How to Think About Your Daughter’s Mistakes
Your daughter is going to make mistakes. How do I know this?
Teens are hard-wired to make mistakes. In other words because of where teens are developmentally they will make mistakes.
How you think about your daughter’s mistakes matters significantly.
Whether you are able to see her missteps as a normal part of her development determines how you respond to her. You accept that she is going to have slip-ups, which is not the same thing as condoning or ignoring them.
You know she still needs your input and guidance–and your discipline. After all, this is why she is still living under your roof. While you’re not happy about her mistakes, you’re not rattled or horrified by them either.
As your daughter walks from adolescence to adulthood, you have realistic expectations. Just like a toddler learning to walk, when she falls you are not surprised. This is not where you focus, though. Your attention should be on helping her get back on her feet. You help steady her until she can walk through adulthood on her own.
If you believe that mistakes are not a normal part of a teen’s development, this takes you down a very different road.

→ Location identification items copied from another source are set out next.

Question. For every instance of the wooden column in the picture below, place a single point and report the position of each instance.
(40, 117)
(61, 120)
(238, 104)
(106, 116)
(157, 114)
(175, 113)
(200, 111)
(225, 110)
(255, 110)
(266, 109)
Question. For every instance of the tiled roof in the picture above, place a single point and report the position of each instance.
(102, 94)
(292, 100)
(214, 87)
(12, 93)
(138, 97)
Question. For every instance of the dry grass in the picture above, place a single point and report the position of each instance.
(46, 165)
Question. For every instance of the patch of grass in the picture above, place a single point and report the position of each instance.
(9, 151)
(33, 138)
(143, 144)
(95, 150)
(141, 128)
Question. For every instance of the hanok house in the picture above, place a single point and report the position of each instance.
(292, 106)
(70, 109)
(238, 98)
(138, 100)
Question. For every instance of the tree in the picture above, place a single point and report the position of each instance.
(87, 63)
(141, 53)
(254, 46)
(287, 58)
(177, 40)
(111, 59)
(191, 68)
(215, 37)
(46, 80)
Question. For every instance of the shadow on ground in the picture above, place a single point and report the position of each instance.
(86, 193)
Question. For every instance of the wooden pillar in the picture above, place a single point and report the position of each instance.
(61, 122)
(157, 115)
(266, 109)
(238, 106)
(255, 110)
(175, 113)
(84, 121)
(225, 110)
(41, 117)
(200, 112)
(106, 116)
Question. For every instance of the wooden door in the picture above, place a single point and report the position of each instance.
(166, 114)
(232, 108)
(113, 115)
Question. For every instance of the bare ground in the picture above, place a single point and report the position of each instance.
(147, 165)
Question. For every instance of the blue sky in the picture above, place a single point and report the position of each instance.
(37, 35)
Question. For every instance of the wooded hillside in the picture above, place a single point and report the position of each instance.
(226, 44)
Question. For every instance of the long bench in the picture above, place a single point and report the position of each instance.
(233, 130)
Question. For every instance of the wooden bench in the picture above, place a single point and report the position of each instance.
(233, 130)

You are headed for harsh judgment and shame, either directed towards yourself or towards others.
Perhaps you will judge someone else’s daughter harshly for getting into trouble, and may even feel better about yourself as a parent as a result–until your daughter makes her own mistakes.
Then, real or imagined, you may feel judged by other parents or family members. You may feel they are talking behind your back, saying things like, “She must not be a very good mom if her daughter was caught smoking weed” or “Where was her mom when her daughter sent inappropriate pictures to boys?”
When you feel judged by others, it changes how you see and feel towards your daughter.
It’s easy to turn on your daughter by being judgmental. Instead of appreciating her, you feel disdain. Instead of seeing her gifts and abilities, you may see her as flawed, inferior, dirty, or unworthy.
The most tragic part of your daughter’s mistake is that you lose respect for her, and she will pick up on this. If she continues to feel this judgment, she will internalize your feelings and believe she is flawed and unworthy.
You are not a bad parent if your daughter makes mistakes, even big ones.
The belief that “If you were doing a good job as a mom, your daughter would be well behaved” just isn’t true. It’s not about making your daughter behave.
A good parent slowly lets out the leash of freedom and responsibility while the teen is still at home. You want your daughter to learn how to exercise self-control and implement good decisions. Part of the risk of letting out the leash is that she can make bad decisions.
But most mistakes don’t ruin a teenager’s life–quite the contrary.
When approached with the right mindset, they present opportunities for growth and can be transformative.
Many good things can come from mistakes. They decrease self-righteousness, foster humility, and increase empathy. They also provide opportunities to take responsibility, learn forgiveness, and experience grace.
Your daughter can learn from her mistakes, and you want her making them at home while you can still guide her. You don’t want her so controlled at home that she never learns how to monitor her own behavior. This sets her up to fail later in life.
If you feel conflicted and discouraged about your daughter’s mistakes, then take 30 minutes and write out your feelings. It’s important to clear out the fog of disappointment, frustration, and betrayal. Remember that your daughter is still growing.
It doesn’t mean that you are a bad mom if your daughter makes a mistake.
Teens make mistakes, and that’s why she needs you.